Bei Verbrauchern wurde durch die beanstandeten Werbeversprechen der Irrtum erregt, sie können durch den Abschluss der entsprechenden Verträge rein „grünen“ Strom beziehen. Die Entscheidung des OLG Schleswig verdient ausdrücklichen Beifall, da vielfach mit „grünem“ Strom geworben wird, obwohl tatsächlich ein Strommix der tatsächlichen Lieferung zugrunde liegt. Getäuscht durch die Werbeversprechen sind Verbraucher bereit, auch höhere Strompreise zu akzeptieren, weil sie glauben, den Ausbau der erneuerbaren Energien zu unterstützen.

Reines Gewissen im Doppelpack

Die Wahl des Stromtarifes hat jedoch – mit Ausnahmen – nur wenig bis keinen Einfluss auf den Ausbau erneuerbarer Stromerzeugungsanlagen. Wählen Verbraucher einen Ökostromtarif, muss der Versorger lediglich nachweisen, dass entsprechende Mengen Ökostrom in das Netz eingespeist werden. Häufig geschieht dies über Zertifikate für die Einspeisung aus uralten Wasserkraftwerken im Norden Norwegens, deren Strom in keiner deutschen Steckdose ankommt. Dieser Zertifikatehandel ist ein Gewinn für alle Beteiligten: Die Norweger freuen sich über ihren „echten“ Ökostrom vor Ort und über das Geld für die Zertifikate. Deutsche Stromanbieter können wiederum dank der Zertifikate den Energieverbrauchern das gute Gewissen verkaufen, dass ihr Strombedarf aus Erneuerbaren gedeckt wird.

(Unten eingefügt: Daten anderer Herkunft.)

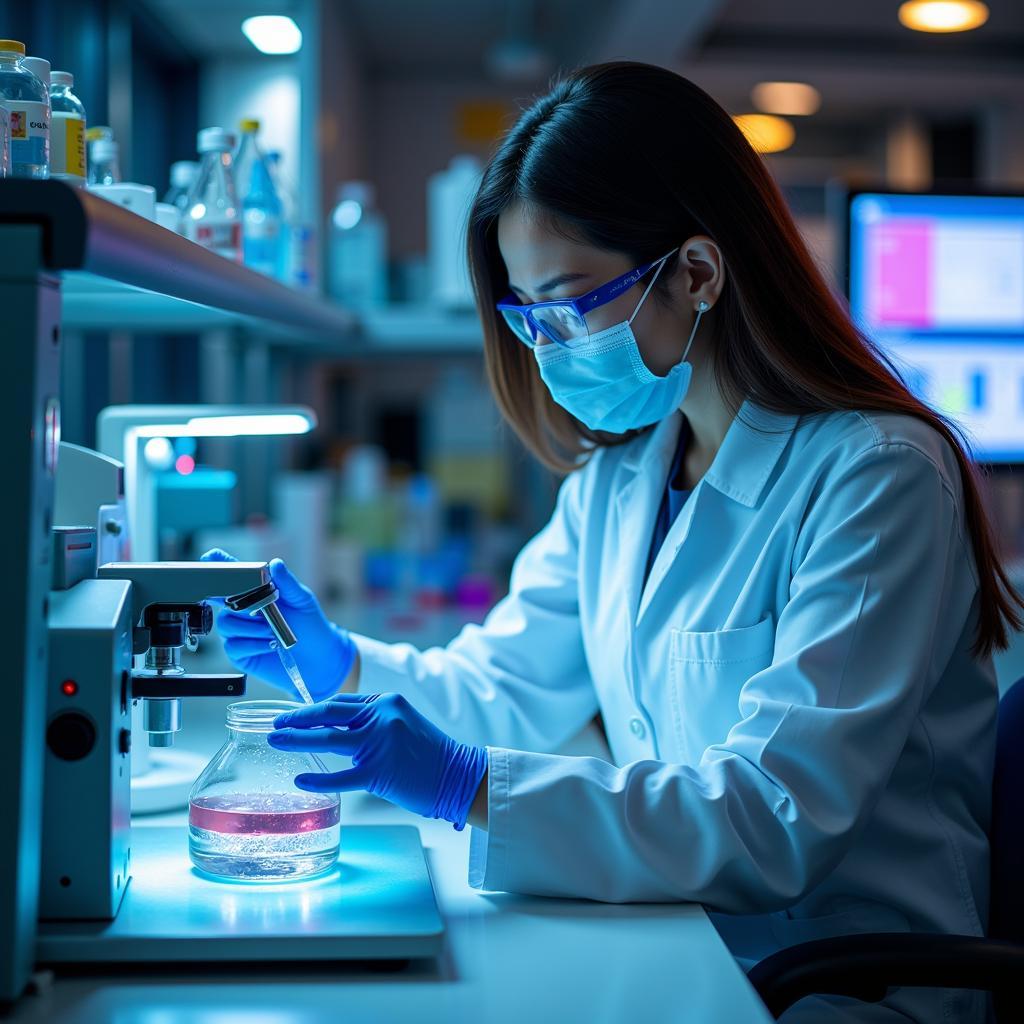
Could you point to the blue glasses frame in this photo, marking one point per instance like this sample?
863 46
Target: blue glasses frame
524 324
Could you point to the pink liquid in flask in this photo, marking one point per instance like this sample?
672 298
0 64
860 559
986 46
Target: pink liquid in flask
263 837
280 814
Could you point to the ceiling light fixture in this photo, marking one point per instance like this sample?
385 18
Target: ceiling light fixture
943 15
766 132
272 34
793 98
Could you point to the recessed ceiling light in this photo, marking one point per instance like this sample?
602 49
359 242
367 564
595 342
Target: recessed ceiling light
766 132
794 98
272 34
943 15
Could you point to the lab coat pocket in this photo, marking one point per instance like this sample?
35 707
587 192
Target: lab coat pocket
866 916
707 674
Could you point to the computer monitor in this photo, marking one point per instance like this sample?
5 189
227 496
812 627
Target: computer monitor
937 282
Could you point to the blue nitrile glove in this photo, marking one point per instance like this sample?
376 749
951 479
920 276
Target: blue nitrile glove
325 652
396 754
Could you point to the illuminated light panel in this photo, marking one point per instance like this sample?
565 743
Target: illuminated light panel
272 34
230 426
159 453
766 132
793 98
942 15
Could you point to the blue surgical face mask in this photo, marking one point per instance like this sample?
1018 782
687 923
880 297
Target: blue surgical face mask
605 383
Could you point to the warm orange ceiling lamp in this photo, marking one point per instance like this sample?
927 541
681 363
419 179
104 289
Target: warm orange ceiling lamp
943 15
766 132
790 98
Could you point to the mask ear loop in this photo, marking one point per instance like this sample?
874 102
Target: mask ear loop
702 307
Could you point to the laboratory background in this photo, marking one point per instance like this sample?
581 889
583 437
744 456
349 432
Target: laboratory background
262 338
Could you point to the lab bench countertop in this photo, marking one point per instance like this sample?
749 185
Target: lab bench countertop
506 958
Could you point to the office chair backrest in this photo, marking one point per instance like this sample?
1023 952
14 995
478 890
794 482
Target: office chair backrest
1007 903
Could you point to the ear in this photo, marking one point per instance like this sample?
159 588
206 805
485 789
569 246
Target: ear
701 259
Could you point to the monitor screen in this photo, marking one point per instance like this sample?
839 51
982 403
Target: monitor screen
937 282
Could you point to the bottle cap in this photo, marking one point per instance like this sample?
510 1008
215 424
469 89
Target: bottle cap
103 150
357 192
40 68
183 173
214 140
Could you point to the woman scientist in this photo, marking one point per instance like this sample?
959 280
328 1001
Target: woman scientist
768 568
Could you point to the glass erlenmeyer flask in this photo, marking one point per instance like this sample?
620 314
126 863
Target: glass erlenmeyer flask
246 818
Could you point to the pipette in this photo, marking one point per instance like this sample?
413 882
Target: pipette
293 670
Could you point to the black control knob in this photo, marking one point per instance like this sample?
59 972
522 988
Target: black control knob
71 736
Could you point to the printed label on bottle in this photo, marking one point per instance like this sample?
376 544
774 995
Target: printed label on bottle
30 134
260 244
4 142
223 239
68 145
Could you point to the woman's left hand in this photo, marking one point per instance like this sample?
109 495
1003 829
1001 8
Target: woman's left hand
396 754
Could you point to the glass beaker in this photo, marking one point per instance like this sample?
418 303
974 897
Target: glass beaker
247 820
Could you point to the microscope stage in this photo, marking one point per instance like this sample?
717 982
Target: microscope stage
376 903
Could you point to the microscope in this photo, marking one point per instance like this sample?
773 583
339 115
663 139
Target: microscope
110 891
102 622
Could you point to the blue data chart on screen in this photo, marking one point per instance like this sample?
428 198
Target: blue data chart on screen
937 282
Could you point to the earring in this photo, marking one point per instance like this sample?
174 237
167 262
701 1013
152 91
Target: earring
702 307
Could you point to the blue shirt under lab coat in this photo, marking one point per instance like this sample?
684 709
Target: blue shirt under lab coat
801 737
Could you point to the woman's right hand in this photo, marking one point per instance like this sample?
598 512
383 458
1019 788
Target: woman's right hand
325 652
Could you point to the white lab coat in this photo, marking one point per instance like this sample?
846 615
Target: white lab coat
802 738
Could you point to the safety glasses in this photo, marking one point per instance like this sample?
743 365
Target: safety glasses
564 321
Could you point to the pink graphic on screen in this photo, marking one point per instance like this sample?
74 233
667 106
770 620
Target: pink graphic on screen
900 272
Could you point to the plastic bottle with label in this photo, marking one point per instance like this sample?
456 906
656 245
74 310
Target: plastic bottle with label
212 215
67 130
103 163
261 213
287 256
450 195
28 103
4 142
183 174
358 248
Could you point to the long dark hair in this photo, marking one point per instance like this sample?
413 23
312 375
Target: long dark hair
635 159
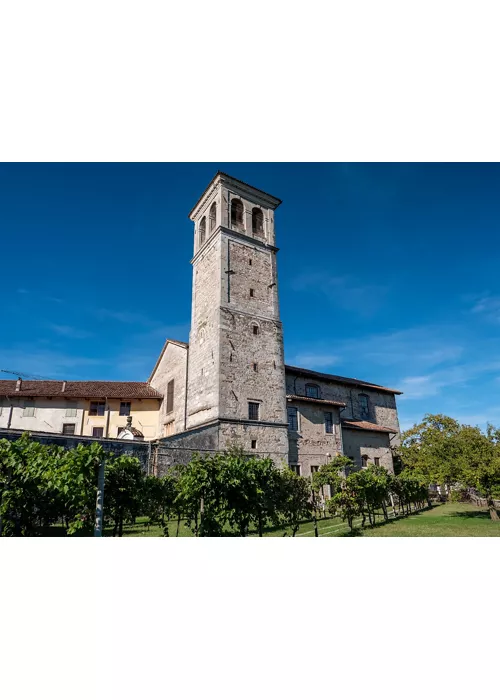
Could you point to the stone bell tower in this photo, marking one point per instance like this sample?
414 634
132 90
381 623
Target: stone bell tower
236 373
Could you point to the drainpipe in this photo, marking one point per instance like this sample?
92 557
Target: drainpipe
107 419
11 408
186 389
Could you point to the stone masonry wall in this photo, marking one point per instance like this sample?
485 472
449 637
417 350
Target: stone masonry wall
382 405
173 365
311 445
203 367
372 444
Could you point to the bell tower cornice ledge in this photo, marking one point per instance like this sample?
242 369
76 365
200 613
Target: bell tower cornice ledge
236 235
236 185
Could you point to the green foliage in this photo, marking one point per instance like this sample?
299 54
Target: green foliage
123 490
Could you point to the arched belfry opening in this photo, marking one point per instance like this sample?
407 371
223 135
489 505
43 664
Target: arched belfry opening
257 221
237 213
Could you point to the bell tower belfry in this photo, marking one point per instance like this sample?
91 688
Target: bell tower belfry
236 372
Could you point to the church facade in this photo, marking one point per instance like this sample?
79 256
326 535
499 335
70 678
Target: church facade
230 382
229 386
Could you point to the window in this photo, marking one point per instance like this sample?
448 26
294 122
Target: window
170 396
257 221
97 408
329 422
253 410
312 391
236 212
71 409
125 408
293 418
203 230
29 409
363 406
213 216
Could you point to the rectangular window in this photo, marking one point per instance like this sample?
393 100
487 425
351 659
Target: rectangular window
29 409
312 391
363 406
71 409
125 408
329 422
293 418
97 408
253 410
170 396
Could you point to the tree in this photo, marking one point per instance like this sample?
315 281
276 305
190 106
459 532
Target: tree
294 502
123 489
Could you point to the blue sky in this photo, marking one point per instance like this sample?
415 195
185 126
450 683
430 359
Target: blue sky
387 272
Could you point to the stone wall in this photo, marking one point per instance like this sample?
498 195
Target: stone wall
310 446
203 367
381 404
365 442
172 365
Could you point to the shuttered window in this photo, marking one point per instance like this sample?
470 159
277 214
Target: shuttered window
29 409
328 422
293 421
71 410
170 396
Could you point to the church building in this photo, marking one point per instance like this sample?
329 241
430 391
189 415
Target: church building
229 386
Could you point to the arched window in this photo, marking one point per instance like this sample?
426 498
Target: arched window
203 230
236 212
213 216
257 221
364 410
312 391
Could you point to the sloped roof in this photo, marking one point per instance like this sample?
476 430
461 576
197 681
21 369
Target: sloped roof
81 390
338 378
366 425
327 402
180 343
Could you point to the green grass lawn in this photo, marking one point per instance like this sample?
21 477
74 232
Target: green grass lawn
446 520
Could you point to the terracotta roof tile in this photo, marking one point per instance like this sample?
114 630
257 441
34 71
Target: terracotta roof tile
327 402
81 390
366 425
339 379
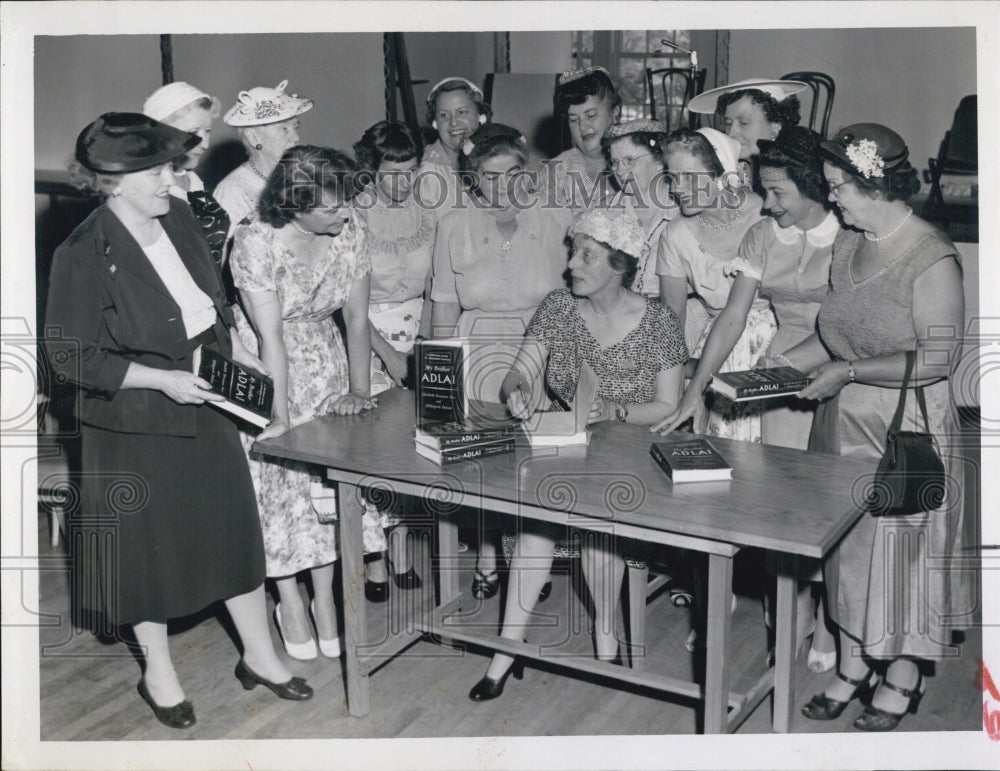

Wie neue Anlagen entstehen

Tatsächlich bewirkt dieser europaweite Stromhandel leider nicht den Bau auch nur einer neuen erneuerbaren Erzeugungsanlage. Der Ausbau erneuerbarer Erzeugungsanlagen geschieht in aller Regel auf Grundlage der Einspeisevergütungen und Marktprämien des Erneuerbare-Energien-Gesetzes (EEG) oder durch Energieverbraucher zur Deckung ihres eigenen Strombedarfes durch eine erneuerbare Eigenerzeugung. Tatsächlich wurde im Jahr 2020 dank der Förderung durch das EEG erstmals über 50 Prozent des Stroms in Deutschland erneuerbar erzeugt (siehe „Strom überwiegend erneuerbar“).

Echter Ökostrom

Von der Regel, dass Strom aus dem Netz stets vermischter Graustrom ist, gibt es jedoch auch Ausnahmen, die man als Verbraucher kennen sollte. Die naheliegendste Variante ist der direkte Strombezug aus einer erneuerbaren Anlage. Beispielsweise im Rahmen von Mieterstromprojekten, bei denen Energieverbraucher Strom mit einer direkten Leitung zu einer erneuerbaren Anlage beziehen.

Regionalstrom

Darüber hinaus gibt es eine gesetzliche Ausnahme für „Grünstrom“, der regional vermarktet werden darf. Dabei handelt es sich um Strom, der über einen im „Herkunftsnachweisregister“ hinterlegten „Regionalnachweis“ verfügt und in der Regel aus einer Anlage stammen muss, die maximal 50 Kilometer vom Verbraucher entfernt in das Netz einspeist. Der Tarif muss genaue Angaben zum Standort der Anlage und zur Anlage selbst enthalten. Der Anlagenbetreiber erhält bei diesem Modell seine Einspeisevergütung nicht wie üblich direkt aus dem EEG-Topf, sondern in erster Linie vom Regionalversorger zuzüglich einer kleinen EEG-Marktprämie. Diese Voraussetzungen waren in dem vor dem OLG Schleswig verhandelten Fall nicht gegeben. Hätte der Versorger sich an diese Regeln gehalten, hätte er seinen Strom vermutlich zu Recht als grünen „Regionalstrom“ vermarkten können.

Indirekte Ökostromförderung

Der direkte Bezug aus einer konkreten EE-Anlage vor Ort ist für die meisten Verbraucher jedoch in der Praxis mangels solcher Angebote vor Ort leider nicht möglich. Hier rät der Bund der Energieverbraucher zur Wahl eines Energieversorgers, der mit seiner Geschäftsaktivität die Energiewende faktisch vorantreibt. Die Tarifbezeichnung „Ökostrom“ ist dazu, wie ausgeführt, nicht ausschlaggebend. Entscheidend sind tatsächliche Investitionen in den Bau und den Erhalt erneuerbarer Anlagen, die nicht ohnehin durch Marktinstrumente wie das EEG betrieben werden.